Sonrası yıllarda da eğlence hayatında hep ilginçlikler para etti. Mesela yüzyıllardır Japon elitleri tarafından uygulanan, suşilerin çıplak kadın vücudu üzerinde servis edilmesi sanatı Nyotaimori, bir ara İstanbul gece hayatında çok konuşuldu. Çıplak kadın vücudundan suşi yeme olayı epey gürültü koparmıştı.
ŞAMPANYA PATLATMAK
Tavernada tabaklar kırılıp sirtakiler yapıldıktan sonra bir dönem masalar da yanıyordu.

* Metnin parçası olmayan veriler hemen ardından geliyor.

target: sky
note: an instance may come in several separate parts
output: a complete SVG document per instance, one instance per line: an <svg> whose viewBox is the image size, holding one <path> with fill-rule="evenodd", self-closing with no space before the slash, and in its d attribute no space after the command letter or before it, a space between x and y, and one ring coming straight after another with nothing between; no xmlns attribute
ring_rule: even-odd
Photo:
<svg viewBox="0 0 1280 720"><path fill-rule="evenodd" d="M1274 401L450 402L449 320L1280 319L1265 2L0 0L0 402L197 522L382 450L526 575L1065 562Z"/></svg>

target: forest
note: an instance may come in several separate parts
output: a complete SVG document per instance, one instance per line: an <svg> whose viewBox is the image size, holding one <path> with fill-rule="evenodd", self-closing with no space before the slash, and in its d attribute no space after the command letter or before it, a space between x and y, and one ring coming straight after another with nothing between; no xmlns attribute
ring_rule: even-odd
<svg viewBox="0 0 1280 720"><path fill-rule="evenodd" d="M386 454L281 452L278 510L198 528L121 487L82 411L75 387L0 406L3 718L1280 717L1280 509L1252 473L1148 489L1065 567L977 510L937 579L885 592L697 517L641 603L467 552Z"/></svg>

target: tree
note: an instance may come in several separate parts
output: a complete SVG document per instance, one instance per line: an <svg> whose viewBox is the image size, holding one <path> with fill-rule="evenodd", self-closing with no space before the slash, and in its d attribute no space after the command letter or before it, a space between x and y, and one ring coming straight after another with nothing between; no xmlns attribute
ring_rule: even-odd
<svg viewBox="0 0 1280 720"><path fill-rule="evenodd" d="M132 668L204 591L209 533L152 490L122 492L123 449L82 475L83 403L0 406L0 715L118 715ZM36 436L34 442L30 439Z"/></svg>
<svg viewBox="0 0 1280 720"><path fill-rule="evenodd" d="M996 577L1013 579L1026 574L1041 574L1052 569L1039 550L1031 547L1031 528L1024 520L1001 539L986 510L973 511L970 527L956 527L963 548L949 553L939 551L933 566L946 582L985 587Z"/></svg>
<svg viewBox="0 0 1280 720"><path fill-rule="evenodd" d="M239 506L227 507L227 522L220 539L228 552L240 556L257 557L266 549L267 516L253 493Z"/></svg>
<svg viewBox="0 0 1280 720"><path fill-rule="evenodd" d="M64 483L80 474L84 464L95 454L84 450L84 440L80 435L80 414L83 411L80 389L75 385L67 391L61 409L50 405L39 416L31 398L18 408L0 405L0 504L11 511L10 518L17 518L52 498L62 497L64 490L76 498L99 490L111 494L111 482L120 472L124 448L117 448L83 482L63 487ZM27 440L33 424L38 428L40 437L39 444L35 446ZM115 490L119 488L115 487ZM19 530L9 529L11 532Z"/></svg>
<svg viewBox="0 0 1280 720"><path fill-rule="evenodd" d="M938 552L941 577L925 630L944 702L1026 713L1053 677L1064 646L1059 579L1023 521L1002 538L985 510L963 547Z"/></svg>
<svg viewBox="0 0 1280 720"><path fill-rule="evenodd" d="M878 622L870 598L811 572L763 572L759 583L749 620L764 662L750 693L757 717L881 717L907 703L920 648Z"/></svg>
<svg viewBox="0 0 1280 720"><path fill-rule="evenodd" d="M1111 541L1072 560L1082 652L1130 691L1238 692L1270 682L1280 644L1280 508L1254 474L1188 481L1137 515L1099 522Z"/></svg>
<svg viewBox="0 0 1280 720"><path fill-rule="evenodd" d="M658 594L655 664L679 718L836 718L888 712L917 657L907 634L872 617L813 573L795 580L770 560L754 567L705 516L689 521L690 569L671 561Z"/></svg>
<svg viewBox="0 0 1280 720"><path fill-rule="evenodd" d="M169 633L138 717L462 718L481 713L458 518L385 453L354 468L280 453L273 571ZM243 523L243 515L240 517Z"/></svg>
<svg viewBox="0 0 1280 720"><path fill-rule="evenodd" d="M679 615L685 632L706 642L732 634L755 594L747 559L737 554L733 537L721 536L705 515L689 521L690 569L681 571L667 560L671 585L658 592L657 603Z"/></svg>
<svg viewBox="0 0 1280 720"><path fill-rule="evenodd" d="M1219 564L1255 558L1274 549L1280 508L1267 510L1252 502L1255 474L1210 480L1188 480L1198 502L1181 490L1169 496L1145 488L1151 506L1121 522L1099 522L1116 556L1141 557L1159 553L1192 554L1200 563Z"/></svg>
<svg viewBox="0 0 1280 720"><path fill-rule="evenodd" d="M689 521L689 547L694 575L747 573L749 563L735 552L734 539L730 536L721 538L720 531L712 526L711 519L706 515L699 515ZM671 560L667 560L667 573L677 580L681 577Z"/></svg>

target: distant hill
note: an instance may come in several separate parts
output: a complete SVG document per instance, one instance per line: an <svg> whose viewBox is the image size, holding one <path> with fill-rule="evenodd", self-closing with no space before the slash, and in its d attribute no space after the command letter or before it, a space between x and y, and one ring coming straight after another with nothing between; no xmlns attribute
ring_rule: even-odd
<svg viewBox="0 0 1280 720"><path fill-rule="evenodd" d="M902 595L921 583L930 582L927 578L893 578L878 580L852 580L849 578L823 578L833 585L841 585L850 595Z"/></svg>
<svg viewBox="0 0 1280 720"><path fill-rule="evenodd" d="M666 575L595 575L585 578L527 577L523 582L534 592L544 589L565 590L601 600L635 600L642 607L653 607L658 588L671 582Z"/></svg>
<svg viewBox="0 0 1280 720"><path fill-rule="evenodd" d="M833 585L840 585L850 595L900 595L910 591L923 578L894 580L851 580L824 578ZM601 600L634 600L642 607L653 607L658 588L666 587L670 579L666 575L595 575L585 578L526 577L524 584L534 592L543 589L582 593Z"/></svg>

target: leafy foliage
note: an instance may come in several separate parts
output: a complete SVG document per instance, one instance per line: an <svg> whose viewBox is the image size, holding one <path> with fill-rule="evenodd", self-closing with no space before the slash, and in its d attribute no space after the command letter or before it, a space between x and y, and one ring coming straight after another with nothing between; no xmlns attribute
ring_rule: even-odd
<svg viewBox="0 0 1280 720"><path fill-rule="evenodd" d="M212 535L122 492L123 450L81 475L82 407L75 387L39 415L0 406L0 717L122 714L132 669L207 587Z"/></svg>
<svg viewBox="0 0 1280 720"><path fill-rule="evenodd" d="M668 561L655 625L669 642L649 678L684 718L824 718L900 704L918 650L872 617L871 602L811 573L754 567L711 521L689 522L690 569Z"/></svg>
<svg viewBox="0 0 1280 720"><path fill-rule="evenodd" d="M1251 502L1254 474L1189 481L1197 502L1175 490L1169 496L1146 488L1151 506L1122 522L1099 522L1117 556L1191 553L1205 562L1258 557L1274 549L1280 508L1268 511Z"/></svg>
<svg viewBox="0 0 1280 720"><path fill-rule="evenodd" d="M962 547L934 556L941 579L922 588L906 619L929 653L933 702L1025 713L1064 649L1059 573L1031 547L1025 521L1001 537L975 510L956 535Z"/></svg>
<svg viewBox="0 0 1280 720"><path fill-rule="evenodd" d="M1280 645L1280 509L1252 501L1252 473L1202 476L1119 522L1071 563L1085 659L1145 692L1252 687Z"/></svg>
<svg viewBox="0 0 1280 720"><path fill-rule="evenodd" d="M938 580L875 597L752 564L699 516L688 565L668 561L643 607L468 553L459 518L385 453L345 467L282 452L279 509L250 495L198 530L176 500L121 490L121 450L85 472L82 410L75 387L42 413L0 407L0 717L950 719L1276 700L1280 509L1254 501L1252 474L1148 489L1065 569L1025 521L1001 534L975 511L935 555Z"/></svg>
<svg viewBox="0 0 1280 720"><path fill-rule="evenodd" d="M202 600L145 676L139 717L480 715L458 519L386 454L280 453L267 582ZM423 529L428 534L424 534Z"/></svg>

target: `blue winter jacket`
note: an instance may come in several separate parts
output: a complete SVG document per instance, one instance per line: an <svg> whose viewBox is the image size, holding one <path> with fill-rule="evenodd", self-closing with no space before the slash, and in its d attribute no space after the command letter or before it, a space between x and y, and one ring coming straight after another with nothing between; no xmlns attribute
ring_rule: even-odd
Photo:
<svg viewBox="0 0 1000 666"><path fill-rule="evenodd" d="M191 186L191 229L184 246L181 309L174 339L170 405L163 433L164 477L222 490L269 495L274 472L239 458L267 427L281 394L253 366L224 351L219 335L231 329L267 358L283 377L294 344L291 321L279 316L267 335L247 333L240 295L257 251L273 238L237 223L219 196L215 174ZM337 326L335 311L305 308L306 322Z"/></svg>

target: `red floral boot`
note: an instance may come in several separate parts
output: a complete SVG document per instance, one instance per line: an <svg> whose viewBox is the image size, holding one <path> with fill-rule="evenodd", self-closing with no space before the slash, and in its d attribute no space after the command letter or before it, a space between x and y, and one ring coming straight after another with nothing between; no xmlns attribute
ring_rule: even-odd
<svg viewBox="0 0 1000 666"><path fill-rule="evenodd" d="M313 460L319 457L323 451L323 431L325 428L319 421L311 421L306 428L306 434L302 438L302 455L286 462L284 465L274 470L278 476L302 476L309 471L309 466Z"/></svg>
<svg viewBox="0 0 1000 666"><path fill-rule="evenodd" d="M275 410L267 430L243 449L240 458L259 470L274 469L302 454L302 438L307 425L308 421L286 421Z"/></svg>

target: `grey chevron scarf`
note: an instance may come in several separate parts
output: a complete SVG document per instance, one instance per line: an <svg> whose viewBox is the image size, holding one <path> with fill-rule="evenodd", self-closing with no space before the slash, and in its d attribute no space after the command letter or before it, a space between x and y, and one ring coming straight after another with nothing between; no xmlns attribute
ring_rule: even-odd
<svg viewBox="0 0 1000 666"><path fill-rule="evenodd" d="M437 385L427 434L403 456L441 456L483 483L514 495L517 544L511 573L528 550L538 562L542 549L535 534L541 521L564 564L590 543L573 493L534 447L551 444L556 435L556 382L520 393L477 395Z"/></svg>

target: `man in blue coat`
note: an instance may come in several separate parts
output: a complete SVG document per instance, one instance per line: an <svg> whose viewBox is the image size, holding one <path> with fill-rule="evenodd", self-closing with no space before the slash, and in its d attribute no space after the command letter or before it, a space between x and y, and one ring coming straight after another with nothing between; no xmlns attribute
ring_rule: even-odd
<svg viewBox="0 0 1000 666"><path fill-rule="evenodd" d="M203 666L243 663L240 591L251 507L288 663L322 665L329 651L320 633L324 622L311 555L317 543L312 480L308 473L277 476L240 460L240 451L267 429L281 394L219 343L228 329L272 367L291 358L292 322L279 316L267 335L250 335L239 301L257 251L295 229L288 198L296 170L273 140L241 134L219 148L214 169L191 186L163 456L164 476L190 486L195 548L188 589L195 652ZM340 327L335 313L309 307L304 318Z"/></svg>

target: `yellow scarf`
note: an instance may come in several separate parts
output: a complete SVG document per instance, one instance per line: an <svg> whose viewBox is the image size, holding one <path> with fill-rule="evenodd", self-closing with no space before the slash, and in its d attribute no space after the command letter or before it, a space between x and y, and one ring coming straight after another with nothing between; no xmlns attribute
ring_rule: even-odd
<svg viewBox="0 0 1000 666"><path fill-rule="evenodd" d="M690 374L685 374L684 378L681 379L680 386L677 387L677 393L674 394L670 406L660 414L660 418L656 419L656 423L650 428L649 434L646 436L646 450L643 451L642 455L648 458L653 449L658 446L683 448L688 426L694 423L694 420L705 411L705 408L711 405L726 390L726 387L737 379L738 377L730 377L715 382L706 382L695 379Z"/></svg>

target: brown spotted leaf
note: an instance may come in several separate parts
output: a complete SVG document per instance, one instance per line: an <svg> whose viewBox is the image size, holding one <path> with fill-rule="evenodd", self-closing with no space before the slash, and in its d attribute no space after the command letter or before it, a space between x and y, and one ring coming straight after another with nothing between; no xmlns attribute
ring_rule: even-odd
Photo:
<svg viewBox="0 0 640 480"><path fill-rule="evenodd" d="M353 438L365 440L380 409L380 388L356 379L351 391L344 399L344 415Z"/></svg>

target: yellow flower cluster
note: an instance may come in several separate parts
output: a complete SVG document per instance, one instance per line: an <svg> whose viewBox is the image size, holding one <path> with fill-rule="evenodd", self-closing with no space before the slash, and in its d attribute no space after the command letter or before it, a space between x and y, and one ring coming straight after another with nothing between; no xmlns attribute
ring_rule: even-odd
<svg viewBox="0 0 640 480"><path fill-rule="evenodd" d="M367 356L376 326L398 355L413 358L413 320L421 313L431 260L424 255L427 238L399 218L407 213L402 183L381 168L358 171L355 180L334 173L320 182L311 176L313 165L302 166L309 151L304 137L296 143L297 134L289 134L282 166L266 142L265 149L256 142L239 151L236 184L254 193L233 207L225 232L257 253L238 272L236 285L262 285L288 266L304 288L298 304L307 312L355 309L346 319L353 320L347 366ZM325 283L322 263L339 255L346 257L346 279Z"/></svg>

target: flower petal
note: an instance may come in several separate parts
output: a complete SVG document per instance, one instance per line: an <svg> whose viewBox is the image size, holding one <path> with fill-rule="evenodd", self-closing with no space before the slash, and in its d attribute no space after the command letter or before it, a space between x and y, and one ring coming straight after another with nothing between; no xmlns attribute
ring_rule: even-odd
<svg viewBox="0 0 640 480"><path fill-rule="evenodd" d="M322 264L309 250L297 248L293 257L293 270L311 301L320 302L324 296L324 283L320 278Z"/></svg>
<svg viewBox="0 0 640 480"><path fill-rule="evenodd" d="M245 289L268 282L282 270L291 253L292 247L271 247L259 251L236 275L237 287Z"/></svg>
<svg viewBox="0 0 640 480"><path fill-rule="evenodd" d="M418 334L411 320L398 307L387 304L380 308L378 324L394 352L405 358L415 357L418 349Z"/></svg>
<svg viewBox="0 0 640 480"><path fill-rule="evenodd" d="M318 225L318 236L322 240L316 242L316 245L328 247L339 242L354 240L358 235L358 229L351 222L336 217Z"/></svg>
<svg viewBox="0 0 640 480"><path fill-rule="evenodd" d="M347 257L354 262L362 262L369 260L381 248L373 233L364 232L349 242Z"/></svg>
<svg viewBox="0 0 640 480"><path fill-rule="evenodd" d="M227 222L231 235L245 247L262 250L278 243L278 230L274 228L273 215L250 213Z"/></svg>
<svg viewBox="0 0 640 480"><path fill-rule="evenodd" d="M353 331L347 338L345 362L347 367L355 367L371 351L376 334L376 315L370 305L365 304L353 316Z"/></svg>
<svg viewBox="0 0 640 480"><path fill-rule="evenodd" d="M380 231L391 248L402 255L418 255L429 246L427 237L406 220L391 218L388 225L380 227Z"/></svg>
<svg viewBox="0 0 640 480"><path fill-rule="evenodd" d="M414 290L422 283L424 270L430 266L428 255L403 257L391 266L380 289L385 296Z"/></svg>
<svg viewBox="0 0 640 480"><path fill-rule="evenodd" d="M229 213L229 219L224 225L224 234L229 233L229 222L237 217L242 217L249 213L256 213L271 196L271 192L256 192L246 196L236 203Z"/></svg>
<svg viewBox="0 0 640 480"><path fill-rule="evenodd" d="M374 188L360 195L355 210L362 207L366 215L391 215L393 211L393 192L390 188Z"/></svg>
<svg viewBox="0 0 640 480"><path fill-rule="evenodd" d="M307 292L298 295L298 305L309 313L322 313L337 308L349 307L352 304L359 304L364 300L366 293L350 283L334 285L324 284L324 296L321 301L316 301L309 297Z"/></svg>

Evet yanlış duymadınız, müşteri garsonu çağırıp servis örtülerini toplatıp masayı yakıyordu. İspirtoyla davul yaktıranlar bile olmuştu.
Hâlâ günümüzde devam eden 'şu kadar şişe şampanya gönderildi' klişesi popülerliğini hiçbir zaman kaybetmedi. Bülent Ersoy'un belli sayıda şampanya patlatılmadan içeceği kabul etmediği bilinir. En son Maslak'ta ise Hülya Avşar'a bir hayranı 200 şişe şampanya göndermişti.
Gece kulüplerinde iç çamaşırı defilesi de yer alırdı.
Sahnede ünlü popçular şarkılarını söylerken ünlü mankenler iç çamaşırları ile yürürdü.
Pizzacıda açılan gizli kapıyla içeriye girilen bir gece kulübü ise şişe açma, pahalı arabayla mekana gelme, loca tutma gibi eski adetleri rafa kaldırdı.
İşte "Para benim değil mi, tabağı da kırarım, masayı da yakarım" diyen müşterisinden "Şu kadar şampanya açtırmazsan sahneye çıkmam" diyen sanatçısına kadar birbirinden ilginç istekler, bir dönemin gazino ve eğlence kültürüne damga vurdu.